Appreciate your education and intellect, and “remember, along with preparedness and privilege comes responsibility,” Kevin F. Hallock, the Kenneth F. Kahn ’69 Dean and Joseph R. Rich ’80 Professor, told ILR’s graduating Class of 2015 Sunday.
“Remember, those with whom you work and others are not nearly as fortunate. Treat those who report to you at least as well as you treat those to whom you report,” he said at the school’s diploma ceremony in Lynah Rink.
Hallock discussed two stunning labor market changes that have occurred since 1995 – when graduating seniors were just tots and when Hallock began his career as a professor. He pointed to declining job seniority and increasing wage inequality as dramatic workplace changes over the past generation.
“Will you be less willing to commit to your employers because you feel your employers are not willing to commit to you?”
“As you move into the management ranks, how expendable will those who report to you be? You have studied these workplace dynamics here at ILR. What classroom lessons will you translate to workplace practice and social policy?”
The Princeton-trained economist reminded students that only at the very top have wages and salaries increased substantially during the past two decades.
Social, professional and educational connections enjoyed by ILR students behoove them to think about those who are not so lucky and about the school network that poises them to do good in the world, the dean told graduates.
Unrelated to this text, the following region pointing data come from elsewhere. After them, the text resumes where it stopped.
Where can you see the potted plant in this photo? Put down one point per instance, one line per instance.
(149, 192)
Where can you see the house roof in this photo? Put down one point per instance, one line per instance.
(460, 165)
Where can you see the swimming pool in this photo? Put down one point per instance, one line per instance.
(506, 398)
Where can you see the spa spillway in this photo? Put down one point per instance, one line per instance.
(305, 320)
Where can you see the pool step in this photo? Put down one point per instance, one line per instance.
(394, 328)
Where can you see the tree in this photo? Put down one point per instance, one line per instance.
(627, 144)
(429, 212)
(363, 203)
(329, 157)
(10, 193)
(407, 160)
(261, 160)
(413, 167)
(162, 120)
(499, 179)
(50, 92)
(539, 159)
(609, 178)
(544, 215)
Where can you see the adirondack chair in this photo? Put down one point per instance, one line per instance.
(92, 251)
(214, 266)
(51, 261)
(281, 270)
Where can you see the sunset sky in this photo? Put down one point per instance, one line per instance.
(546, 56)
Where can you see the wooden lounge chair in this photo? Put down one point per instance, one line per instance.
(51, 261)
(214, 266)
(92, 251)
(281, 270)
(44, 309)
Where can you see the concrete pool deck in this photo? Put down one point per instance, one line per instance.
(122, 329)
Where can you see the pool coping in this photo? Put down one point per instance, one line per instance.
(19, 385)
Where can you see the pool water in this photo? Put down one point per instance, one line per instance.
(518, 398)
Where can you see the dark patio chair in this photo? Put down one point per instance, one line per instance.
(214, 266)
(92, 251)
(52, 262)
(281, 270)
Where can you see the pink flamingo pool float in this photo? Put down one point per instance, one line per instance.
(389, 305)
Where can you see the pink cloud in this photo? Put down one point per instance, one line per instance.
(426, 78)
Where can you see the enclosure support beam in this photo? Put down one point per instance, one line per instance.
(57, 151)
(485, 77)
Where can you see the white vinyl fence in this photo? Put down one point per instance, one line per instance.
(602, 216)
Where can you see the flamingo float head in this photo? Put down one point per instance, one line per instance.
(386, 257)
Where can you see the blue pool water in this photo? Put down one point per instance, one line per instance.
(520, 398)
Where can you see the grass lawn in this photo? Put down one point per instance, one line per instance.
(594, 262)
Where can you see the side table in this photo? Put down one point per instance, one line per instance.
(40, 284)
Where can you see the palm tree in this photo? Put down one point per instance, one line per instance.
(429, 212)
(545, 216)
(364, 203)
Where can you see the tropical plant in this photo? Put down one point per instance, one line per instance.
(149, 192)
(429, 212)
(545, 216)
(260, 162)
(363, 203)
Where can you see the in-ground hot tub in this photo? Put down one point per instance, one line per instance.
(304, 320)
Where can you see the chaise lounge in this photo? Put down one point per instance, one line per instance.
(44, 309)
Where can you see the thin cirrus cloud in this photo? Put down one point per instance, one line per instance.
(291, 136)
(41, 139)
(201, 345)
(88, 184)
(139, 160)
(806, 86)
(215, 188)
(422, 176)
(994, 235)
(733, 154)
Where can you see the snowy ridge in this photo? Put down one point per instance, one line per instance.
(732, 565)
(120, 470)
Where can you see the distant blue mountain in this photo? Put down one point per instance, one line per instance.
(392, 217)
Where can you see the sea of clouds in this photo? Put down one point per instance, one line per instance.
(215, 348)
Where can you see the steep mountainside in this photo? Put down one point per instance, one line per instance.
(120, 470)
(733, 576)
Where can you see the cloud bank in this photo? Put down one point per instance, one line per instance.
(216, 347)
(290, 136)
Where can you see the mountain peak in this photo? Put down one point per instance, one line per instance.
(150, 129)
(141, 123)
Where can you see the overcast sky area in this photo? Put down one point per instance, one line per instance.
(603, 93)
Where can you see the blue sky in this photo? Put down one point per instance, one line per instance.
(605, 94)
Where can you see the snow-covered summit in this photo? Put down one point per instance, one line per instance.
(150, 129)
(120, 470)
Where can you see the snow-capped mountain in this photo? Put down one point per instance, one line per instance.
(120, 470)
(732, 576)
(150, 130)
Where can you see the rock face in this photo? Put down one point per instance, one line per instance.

“As you ride the next rounds of ups and downs on life’s journey, remember that you are extraordinary and forever part of the ILR family.”
Hallock wrapped up his speech with five items he hopes graduates remember:
- "Be kind. Help others when you can and be kind to others.
- Be safe. Don’t do things that are too risky – too many people depend on you or will depend on you.
- Work hard and work steady.
- But please, please don’t work too hard. Stop end enjoy your family, loved ones and life. Time is short, so enjoy it. There is so much more to life than occupational achievement.
- Be thankful. Thank those who got you here and helped you through.”